Kopyciński chce, by Prokuratura Okręgowa w Warszawie, do której skierował swój wniosek, zbadała wszystkie postępowania, jakie do tej pory toczyły się przed Komisją Majątkową.
- Pismo posła wpłynęło. Wkrótce zapadnie decyzja, jaki dalszy bieg nadać sprawie - powiedziała rzeczniczka stołecznej Prokuratury Okręgowej Monika Lewandowska.
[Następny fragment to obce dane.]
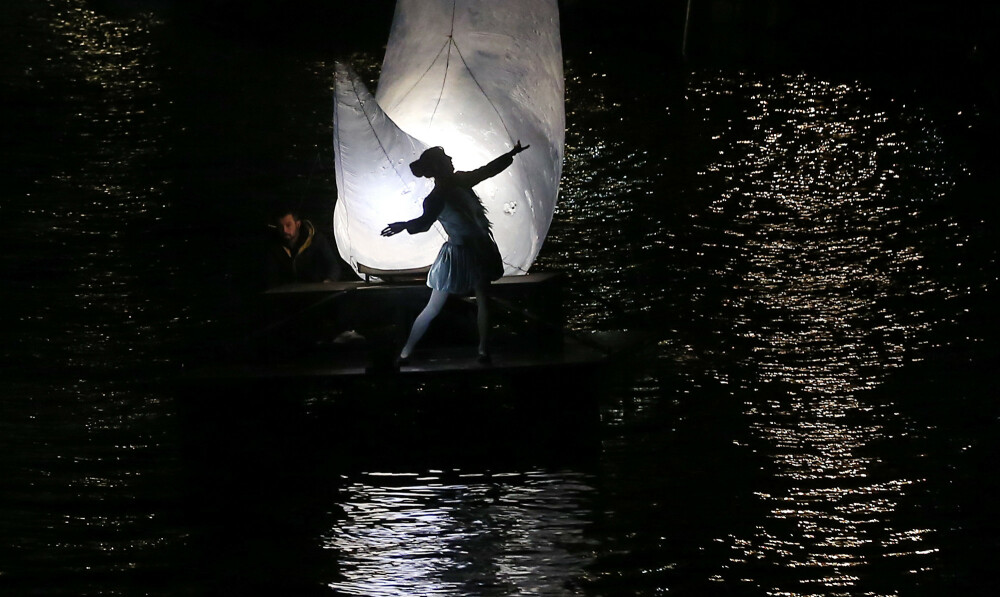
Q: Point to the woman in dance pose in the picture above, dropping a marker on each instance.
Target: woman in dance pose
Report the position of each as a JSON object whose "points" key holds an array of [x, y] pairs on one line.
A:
{"points": [[469, 260]]}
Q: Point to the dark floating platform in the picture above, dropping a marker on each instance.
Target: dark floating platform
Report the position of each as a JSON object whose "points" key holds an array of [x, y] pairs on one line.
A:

Dodała, że wymaga ono analizy, bo "nie końca jest typowym zawiadomieniem o przestępstwie".
Teza posła Kopycińskiego
- Komisja przekazywała majątek Skarbu Państwa, majątek samorządu terytorialnego, jednostek komunalnych dla Kościoła katolickiego i kościelnych osób prawnych - mówił Kopyciński. - Wartość i wielkość przekazanego majątku niestety zmusza mnie do postawienia takiej smutnej tezy, że mamy w tej sprawie do czynienia z największą aferą korupcyjną w historii Polski - dodał polityk SLD.
Sprawa - jak mówił - dotyczy 60 tys. ha gruntów, 500 nieruchomości, z czego - według niego - jedynie 45 to obiekty związane z wykonywaniem kultu religijnego. - Skala dotyczy majątku wycenianego przez ekspertów na kilkadziesiąt miliardów złotych - zaznaczył Kopyciński.
Koniec blisko
Komisja Majątkowa działająca przy MSWiA na mocy ustawy z 1989 roku, dotyczącej stosunków państwa i Kościoła, zajmuje się m.in. roszczeniami strony kościelnej ws. dóbr kościelnych bezprawnie zagarniętych w PRL. W zamian kościelne instytucje otrzymują rekompensaty, np. grunty. Przez kilkanaście lat działania Komisja rozstrzygnęła ok. 2,8 tys. spraw, w części z nich nie osiągnięto porozumienia. Komisja ma do rozpatrzenia jeszcze ok. 240 wniosków. Media spekulują, że komisja jeszcze w tym roku ma zakończyć prace.